PROJECT SUMMARY Doxorubicin is a well-established and highly effective chemotherapy drug commonly used to treat multiple cancer types, but its use is limited by cardiotoxicity. Cardiotoxicity can range from asymptomatic reduction in left ventricular ejection fraction to highly symptomatic heart failure (Class III to IV). Acute doxorubicin-induced cardiotoxicity (DIC) occurs in ~11% of patients and long-term cardiotoxic side effects are observed in up to 36% of patients. However, the underlying mechanisms of DIC remain largely unknown, hampering the development of effective therapeutics for DIC. To that end, in this proposal we aim to use state-of-the-art approaches in genomics and epigenetics to identify the genetic and molecular mechanisms of DIC. In Aim 1, we will generate iPSC lines from 100 cancer patients treated with doxorubicin, 50 of whom experienced cardiotoxicity and 50 did not. From these lines, we will perform RNA-seq and eQTL mapping to discover novel single nucleotide polymorphisms (SNPs) responsible for DIC, and the relevant SNPs will be introduced to or deleted from non- DIC or DIC patient iPSC lines, respectively, with the CRISPR gene editing technique. We will investigate the functional and transcriptional changes and determine whether the identified SNP is responsible for the disease phenotype. In Aim 2, we will perform a combination of epigenetic techniques in ATAC-seq, ChIP-seq, and IP- mass spectrometry to identify genes regulated by topoisomerase II-beta (TOP2B), a transcriptional regulator known to be inhibited by doxorubicin. We hypothesize that TOP2B controls genes critical for cardiomyocyte contraction, metabolism, and homeostasis, the expression of which is disrupted upon TOP2B inhibition by doxorubicin. Results from these experiments will reveal the specific genes regulated by TOP2B, which can be used as potential therapeutic targets of DIC. In Aim 3, we will identify genes suitable as drug targets that are related to DIC using the CRISPR genome screening approach. This novel technique offers a unique and cost- efficient opportunity to systemically screen for drug target genes dysregulated by doxorubicin treatment in iPSC- CMs. Using patient-specific iPSC-CMs, the proposed aims will allow us to elucidate for the first time the genetic and molecular basis for DIC.

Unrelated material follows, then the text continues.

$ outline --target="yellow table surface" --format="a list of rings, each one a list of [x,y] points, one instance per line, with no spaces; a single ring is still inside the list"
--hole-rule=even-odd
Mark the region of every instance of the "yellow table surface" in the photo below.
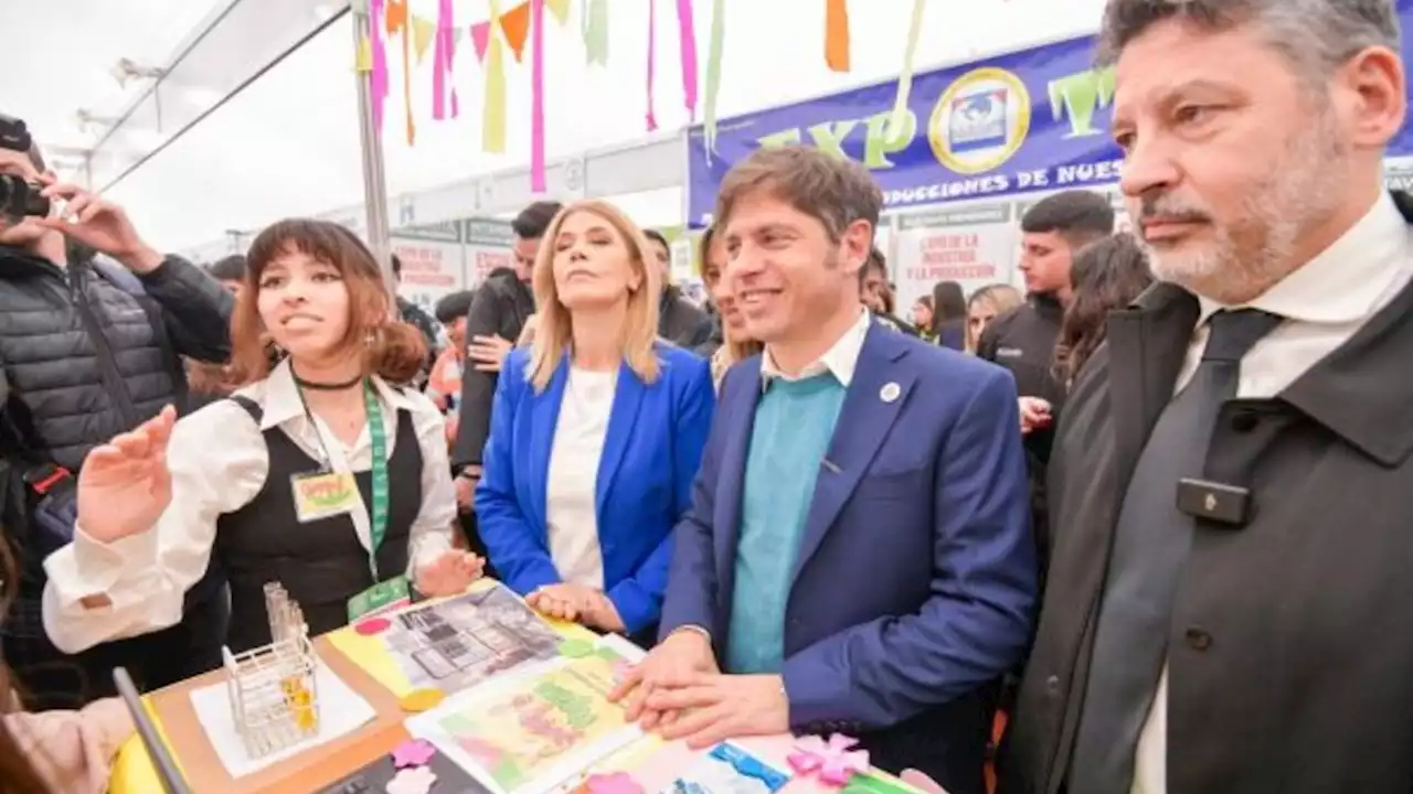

项目总结 阿霉素是一种久负盛名的高效化疗药物，常用于治疗多发性癌症 类型，但其使用受到心脏毒性的限制。心脏毒性可从左侧无症状的减少 心室射血分数到高度症状性心力衰竭(III至IV级)。急性阿霉素所致 约11%的患者发生心脏毒性(DIC)，高达36%的患者观察到长期心脏毒性副作用 病人的数量。然而，DIC的潜在机制在很大程度上仍然未知，阻碍了DIC的发展 治疗DIC的有效疗法。为此，在这项提案中，我们旨在使用最先进的方法来 基因组学和表观遗传学，以确定DIC的遗传和分子机制。在目标1中，我们将生成 来自100名接受阿霉素治疗的癌症患者的IPSC株，其中50人经历了心脏毒性，50人发生了 不。从这些品系中，我们将进行rna-seq和eqtl定位，以发现新的单核苷酸。 导致DIC的多态(SNP)，相关SNP将引入或删除非DIC DIC或DIC患者的IPSC系，分别采用CRISPR基因编辑技术。我们将调查 功能和转录变化，并确定已识别的SNP是否导致疾病 表型。在目标2中，我们将在atac-seq、Chip-seq和ip-seq中执行表观遗传学技术的组合。 用质谱法鉴定转录调节因子拓扑异构酶II-β调控基因 已知可被阿霉素抑制。我们假设TOP2B控制着对心肌细胞至关重要的基因 收缩、新陈代谢和动态平衡，其表达在TOP2B被抑制时被破坏 阿霉素。这些实验的结果将揭示TOP2B调控的特定基因，这可能是 可作为DIC的潜在治疗靶点。在目标3中，我们将识别适合作为药物靶点的基因 使用CRISPR基因组筛选方法与DIC相关。这项新技术提供了一种独特的成本- 在IPSC中系统筛选阿霉素治疗失调的药物靶基因的有效机会- 不育系CMS。使用患者特定的IPSC-CMS，拟议的目标将使我们能够首次阐明基因 和DIC的分子基础。